Cost: amortised O(N/K) — for K=10k, negligible. Bounds the worst-case error to whatever accumulates within K bars. Combine with Kahan for belt-and-suspenders.

This is the most realistic answer for production code: simple to reason about, bounded by construction, no exotic math.

Speed vs precision — what to actually use

MethodCost vs naive streamingError growthNotes
Naive streaming sumO(N)Don’t, on long series
Kahan~4×~O(1)Sufficient for most cases
Neumaier~4×~O(1)Strictly better than Kahan
Pairwise~log N×O(log N)Overkill for SMA
Hybrid (streaming + resum every 10k)~1× amortisedbounded by KBest practical default
Slow resum every bar~N×0For verification only

Beyond SMA

The same problem applies to:

  • EMA — exponential decay damps old contributions, but still drifts in long runs with extreme prices.
  • Variance / std dev / Bollinger — naive E[X²] - E[X]² is a precision disaster on BTC. Use Welford’s online algorithm (compensated by construction).
  • Rolling correlation / covariance — same family.
  • PnL aggregation in optimisation — summing micro-PnLs across thousands of generations of millions of trades.
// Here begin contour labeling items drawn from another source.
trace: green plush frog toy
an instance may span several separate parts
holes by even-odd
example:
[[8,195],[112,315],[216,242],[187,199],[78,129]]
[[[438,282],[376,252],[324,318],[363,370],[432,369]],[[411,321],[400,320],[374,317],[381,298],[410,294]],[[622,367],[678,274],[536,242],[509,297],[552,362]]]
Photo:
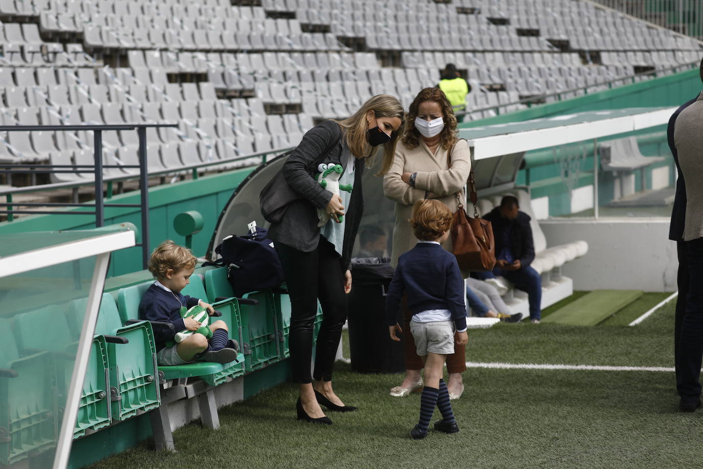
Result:
[[[321,163],[317,167],[317,170],[319,173],[316,175],[315,179],[320,183],[323,188],[327,189],[335,195],[340,195],[340,191],[351,193],[352,189],[354,188],[352,184],[340,184],[340,176],[344,172],[344,168],[342,167],[341,165]],[[344,215],[330,215],[325,209],[318,209],[317,217],[319,220],[317,226],[324,226],[333,217],[336,219],[337,223],[342,223]]]
[[212,331],[210,330],[210,328],[207,326],[210,318],[207,314],[207,310],[200,305],[195,305],[187,311],[186,307],[181,308],[181,317],[185,319],[187,317],[191,316],[193,319],[200,323],[200,327],[196,330],[188,330],[188,329],[181,330],[176,334],[174,337],[174,340],[176,342],[181,342],[195,333],[202,334],[209,340],[210,338],[212,337]]

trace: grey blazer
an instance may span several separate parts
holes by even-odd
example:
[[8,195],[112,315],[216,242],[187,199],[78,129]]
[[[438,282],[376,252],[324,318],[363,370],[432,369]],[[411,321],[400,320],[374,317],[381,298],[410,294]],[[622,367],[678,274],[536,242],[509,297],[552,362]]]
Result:
[[683,240],[703,238],[703,92],[676,119],[673,139],[686,181]]
[[[280,223],[272,224],[269,228],[269,238],[283,243],[304,252],[317,249],[320,240],[320,229],[317,226],[318,208],[325,208],[332,199],[333,193],[322,188],[313,179],[316,166],[320,162],[341,165],[346,170],[347,161],[342,158],[342,129],[336,122],[326,120],[309,130],[298,146],[293,150],[283,164],[283,177],[294,191],[303,198],[291,203],[285,210]],[[334,141],[337,141],[335,144]],[[326,155],[325,150],[332,146]],[[363,159],[356,159],[354,190],[349,206],[344,210],[344,240],[342,247],[342,268],[349,268],[352,249],[359,230],[363,212],[363,195],[361,176],[363,174]]]

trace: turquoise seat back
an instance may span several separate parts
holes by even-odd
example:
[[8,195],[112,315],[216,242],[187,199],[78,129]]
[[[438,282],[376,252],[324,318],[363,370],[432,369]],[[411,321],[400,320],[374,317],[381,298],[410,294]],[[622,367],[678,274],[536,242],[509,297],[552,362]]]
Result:
[[117,293],[117,309],[122,323],[129,319],[141,319],[139,317],[139,302],[145,292],[153,284],[153,281],[144,282],[131,287],[120,288]]
[[14,321],[14,329],[20,351],[38,349],[63,352],[67,352],[69,345],[76,343],[68,328],[65,307],[63,306],[47,306],[20,313],[15,316]]
[[[69,306],[68,323],[72,330],[77,330],[80,333],[83,325],[88,299],[83,298],[71,302]],[[95,324],[95,333],[103,335],[115,335],[117,329],[122,326],[122,318],[117,311],[115,297],[110,293],[103,293],[100,302],[98,321]],[[77,339],[77,336],[76,337]]]
[[0,367],[16,373],[14,378],[0,378],[0,427],[5,430],[0,465],[56,446],[59,425],[53,357],[41,352],[20,358],[13,329],[11,320],[0,319]]

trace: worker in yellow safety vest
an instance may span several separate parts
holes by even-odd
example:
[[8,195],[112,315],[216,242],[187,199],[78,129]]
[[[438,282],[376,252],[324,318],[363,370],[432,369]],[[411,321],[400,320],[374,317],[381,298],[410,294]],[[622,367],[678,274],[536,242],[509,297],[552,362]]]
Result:
[[461,77],[453,63],[444,67],[439,86],[444,91],[455,113],[466,110],[466,95],[471,91],[471,85]]

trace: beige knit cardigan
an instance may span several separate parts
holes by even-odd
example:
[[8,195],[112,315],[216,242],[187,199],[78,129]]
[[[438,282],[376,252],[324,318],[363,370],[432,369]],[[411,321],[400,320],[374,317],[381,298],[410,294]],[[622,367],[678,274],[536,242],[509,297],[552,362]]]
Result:
[[[418,239],[408,222],[413,204],[425,198],[425,191],[439,196],[452,213],[456,211],[456,193],[460,194],[461,203],[466,205],[464,186],[471,169],[471,154],[465,140],[460,140],[452,149],[451,166],[448,165],[448,150],[439,148],[432,155],[420,139],[420,145],[410,149],[399,142],[391,167],[383,177],[383,193],[396,203],[395,224],[393,226],[393,248],[391,265],[398,265],[398,257],[415,247]],[[403,173],[418,173],[415,188],[403,182]],[[451,252],[451,238],[444,245]]]

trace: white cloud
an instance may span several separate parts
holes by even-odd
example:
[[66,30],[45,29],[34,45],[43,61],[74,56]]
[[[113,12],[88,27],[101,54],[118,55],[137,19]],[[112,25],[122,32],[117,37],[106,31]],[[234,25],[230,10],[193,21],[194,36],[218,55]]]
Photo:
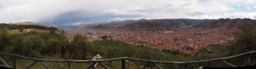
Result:
[[[76,11],[86,17],[119,16],[110,18],[113,20],[230,17],[228,16],[255,19],[253,13],[221,15],[224,12],[234,11],[232,5],[255,4],[256,0],[0,0],[0,23],[54,20],[56,16]],[[133,15],[137,16],[125,17]]]
[[252,9],[251,7],[250,7],[250,6],[247,6],[247,7],[246,7],[246,9],[249,9],[249,10]]

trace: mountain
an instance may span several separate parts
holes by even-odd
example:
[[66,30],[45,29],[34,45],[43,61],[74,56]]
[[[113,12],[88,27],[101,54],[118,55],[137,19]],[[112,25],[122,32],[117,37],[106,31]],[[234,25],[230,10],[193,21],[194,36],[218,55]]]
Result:
[[230,18],[220,18],[218,20],[212,20],[205,22],[203,23],[195,25],[196,28],[236,28],[241,24],[243,23],[255,23],[255,20],[251,20],[248,18],[237,18],[237,19],[230,19]]
[[97,30],[172,30],[183,26],[193,26],[210,20],[193,19],[154,19],[139,20],[112,21],[104,23],[87,25],[84,26],[87,29]]
[[23,22],[17,23],[10,23],[10,25],[36,25],[36,23],[33,22]]

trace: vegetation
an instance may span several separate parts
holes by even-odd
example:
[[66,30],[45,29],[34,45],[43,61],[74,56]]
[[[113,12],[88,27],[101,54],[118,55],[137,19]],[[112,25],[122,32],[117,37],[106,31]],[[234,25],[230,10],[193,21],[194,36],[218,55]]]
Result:
[[[237,32],[237,39],[231,42],[230,44],[209,46],[201,49],[201,52],[195,55],[184,54],[179,51],[170,50],[161,51],[147,46],[131,46],[113,40],[103,39],[90,42],[86,37],[79,34],[70,41],[65,37],[65,32],[53,27],[8,24],[1,24],[0,26],[0,51],[40,58],[55,57],[63,59],[91,60],[92,56],[99,54],[104,59],[127,56],[145,60],[186,61],[225,57],[255,51],[256,49],[254,46],[256,44],[256,28],[250,25],[239,27],[241,31]],[[49,32],[40,32],[40,30],[24,32],[24,30],[20,30],[41,28],[43,28],[42,30],[49,30]],[[10,33],[13,30],[18,30],[20,33]],[[61,32],[58,33],[58,32]],[[232,63],[236,63],[239,61],[236,61]],[[139,62],[135,63],[143,64]],[[210,66],[219,65],[211,63],[197,66]],[[164,67],[176,66],[166,65]]]

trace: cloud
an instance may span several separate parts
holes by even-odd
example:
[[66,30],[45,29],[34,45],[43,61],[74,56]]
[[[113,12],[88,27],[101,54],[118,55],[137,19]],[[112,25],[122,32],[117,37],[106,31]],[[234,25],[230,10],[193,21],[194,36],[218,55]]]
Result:
[[255,0],[2,0],[0,23],[68,25],[139,18],[255,19],[254,13],[235,12],[232,6],[255,4]]

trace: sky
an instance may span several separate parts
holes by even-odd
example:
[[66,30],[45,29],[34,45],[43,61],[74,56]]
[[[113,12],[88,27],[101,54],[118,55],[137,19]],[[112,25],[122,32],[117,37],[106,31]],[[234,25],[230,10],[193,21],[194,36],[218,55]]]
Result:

Compensate everywhere.

If an indicator implementation maintains any long-lived float accumulator, it needs to be audited.

A Backticks backtest report: BTCUSDT 1h with smaTrend (SMA-50), Bollinger upper / middle / lower, and RSI(14) — every indicator value lines up with the slow-resum reference at every bar.

How Backticks handles this

Every indicator in the Backticks node catalogue — SMA, EMA, RSI, MACD, Bollinger, ATR, Stochastic, SuperTrend, Aroon, PSAR — is implemented with the long-horizon precision profile in mind:

  • Compensated accumulators (Neumaier-class) for any rolling sum.
  • Welford’s algorithm for variance / std-dev–derived indicators (Bollinger, Z-score, etc.).
  • Periodic-resum hybrid as a default safety net for the running-window family.
  • Float drift is tested against a slow-resum reference on a long BTC m1 corpus as part of indicator regression suites.

When a strategy in Backticks reads an SMA(200) value 200,000 bars deep, the value matches the slow-resum reference to within float precision — not “close enough plus accumulated noise”. That stability is what makes parameter search on long histories meaningful: the optimiser fits real strategy structure, not floating-point ghosts.

Audit checklist for any backtester

If you’re using something other than Backticks (or you’ve rolled your own indicators), here’s the audit:

  1. For every streaming indicator, write the slow resum reference.
  2. Run both on a long real series (1+ year of BTC m1 — pathological enough to expose bugs fast).
  3. Compute max absolute diff and the count of sign-flip events. If max diff grows monotonically with bar count, the error is unbounded.
  4. Replace the naive accumulator with Kahan / Neumaier / hybrid resum.
  5. Re-run, confirm diff is bounded and small enough that strategy logic doesn’t see phantom signals.

An afternoon’s work, saves a class of bug that’s invisible until it isn’t.